Polly came in at that moment with the prescription information. She looked at the two of us kneeling together, holding hands, with pity, probably assuming all of this emotion was Joanne-related. “You can check out at the front desk,” she said solemnly. “Take all the time you need.”
After the door had closed behind her, Dax said, “Annie, I’m falling for you, and I think you feel the same way.”
There was no more denying it, even if the idea still scared the crud out of me. “But you’re so much younger than I am, and you’re not looking for anything permanent.”
He shook his head. “But also not about to deny myself happiness when I think I’ve found it.”
My eyes stung with tears. I couldn’t fathom going to either of the other guys and vowing to marry one of them while Dax still existed in my world. He’d always be in the back of my mind.

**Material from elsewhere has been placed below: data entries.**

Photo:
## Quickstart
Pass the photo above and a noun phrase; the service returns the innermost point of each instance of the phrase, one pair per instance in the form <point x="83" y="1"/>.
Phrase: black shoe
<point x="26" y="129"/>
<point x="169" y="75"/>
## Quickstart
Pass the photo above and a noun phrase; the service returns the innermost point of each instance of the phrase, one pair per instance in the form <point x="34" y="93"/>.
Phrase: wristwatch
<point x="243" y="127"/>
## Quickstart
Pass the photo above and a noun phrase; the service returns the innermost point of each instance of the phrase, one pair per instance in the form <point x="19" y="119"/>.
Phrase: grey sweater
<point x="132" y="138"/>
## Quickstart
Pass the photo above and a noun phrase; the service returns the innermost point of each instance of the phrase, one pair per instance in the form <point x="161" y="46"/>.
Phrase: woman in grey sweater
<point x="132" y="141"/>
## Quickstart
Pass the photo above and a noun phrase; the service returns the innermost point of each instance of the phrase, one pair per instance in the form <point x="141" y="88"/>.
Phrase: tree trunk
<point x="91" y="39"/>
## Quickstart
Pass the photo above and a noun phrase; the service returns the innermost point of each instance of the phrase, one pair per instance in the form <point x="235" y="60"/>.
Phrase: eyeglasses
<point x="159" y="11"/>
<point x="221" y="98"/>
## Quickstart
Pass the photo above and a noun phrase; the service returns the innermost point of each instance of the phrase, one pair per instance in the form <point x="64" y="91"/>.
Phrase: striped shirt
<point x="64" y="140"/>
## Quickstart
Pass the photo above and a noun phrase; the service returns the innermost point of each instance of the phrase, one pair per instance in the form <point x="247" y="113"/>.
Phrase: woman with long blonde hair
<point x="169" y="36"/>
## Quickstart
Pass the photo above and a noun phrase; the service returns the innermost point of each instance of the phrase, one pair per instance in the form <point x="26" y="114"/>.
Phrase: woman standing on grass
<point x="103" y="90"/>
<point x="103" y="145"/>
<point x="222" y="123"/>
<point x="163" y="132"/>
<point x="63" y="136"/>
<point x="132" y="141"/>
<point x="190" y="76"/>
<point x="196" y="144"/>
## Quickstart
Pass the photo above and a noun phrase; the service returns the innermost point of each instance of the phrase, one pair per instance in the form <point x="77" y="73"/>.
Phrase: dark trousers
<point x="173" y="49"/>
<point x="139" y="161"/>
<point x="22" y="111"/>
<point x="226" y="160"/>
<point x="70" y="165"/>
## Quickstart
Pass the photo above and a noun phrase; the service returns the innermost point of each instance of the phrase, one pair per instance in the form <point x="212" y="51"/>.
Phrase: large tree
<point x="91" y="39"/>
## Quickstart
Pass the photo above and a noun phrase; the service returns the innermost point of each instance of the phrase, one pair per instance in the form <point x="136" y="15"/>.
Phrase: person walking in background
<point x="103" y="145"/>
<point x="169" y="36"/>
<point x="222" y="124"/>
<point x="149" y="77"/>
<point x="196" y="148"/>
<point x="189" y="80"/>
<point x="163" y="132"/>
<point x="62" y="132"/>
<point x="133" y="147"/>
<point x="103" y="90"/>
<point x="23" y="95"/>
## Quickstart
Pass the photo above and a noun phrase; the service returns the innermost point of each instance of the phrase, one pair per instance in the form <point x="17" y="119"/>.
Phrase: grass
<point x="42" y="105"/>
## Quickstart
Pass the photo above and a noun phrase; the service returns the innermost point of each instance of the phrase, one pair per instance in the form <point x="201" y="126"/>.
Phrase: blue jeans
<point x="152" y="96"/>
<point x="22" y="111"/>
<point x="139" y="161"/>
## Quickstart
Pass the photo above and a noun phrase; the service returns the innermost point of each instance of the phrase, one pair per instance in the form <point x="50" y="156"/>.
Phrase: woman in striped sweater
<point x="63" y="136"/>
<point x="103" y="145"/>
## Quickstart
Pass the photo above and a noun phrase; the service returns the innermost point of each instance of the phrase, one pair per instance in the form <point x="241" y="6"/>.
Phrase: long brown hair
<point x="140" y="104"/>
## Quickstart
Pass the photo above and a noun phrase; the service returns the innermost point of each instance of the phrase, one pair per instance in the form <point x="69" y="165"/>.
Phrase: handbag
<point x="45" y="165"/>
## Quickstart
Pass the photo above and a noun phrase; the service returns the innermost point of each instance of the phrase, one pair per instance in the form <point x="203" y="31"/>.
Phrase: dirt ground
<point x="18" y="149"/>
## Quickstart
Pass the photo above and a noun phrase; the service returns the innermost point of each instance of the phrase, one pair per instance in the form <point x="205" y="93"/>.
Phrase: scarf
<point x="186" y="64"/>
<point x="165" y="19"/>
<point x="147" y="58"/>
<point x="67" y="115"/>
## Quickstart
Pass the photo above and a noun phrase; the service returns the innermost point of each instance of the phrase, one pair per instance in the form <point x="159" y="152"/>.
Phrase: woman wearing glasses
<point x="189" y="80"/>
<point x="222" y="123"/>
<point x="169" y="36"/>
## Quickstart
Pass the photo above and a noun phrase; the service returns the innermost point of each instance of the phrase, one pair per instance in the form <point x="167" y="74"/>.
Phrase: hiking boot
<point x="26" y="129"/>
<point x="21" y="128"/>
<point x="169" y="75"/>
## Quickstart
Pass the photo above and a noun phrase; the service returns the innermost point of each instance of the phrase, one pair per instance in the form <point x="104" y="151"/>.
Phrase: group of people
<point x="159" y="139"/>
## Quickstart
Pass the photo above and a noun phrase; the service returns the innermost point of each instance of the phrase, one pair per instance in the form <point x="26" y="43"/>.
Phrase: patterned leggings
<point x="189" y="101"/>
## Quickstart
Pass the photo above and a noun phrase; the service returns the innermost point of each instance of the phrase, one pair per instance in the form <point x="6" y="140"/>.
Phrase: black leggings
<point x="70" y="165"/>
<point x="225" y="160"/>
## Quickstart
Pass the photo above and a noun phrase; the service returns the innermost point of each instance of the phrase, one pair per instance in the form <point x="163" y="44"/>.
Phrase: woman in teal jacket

And the front. And the sides. “I’m scared of what might happen—”
He cupped my cheek. “Don’t think too far ahead. Focus on you, me, and Joanne: our little dysfunctional family. We’ll take it one day at a time, no sweeping proclamations, no premature engagements. Yeah, it’s scary, and maybe it will flame out spectacularly…”
I hesitated, trying to ignore the feeling of doom settling inside me and Darius’s words echoing in my ears. This was what I wanted, and I couldn’t deny that anymore, no matter the outcome. I reached for Dax, pulling him toward my lips. “Or maybe we’ll live happily ever after by accident.”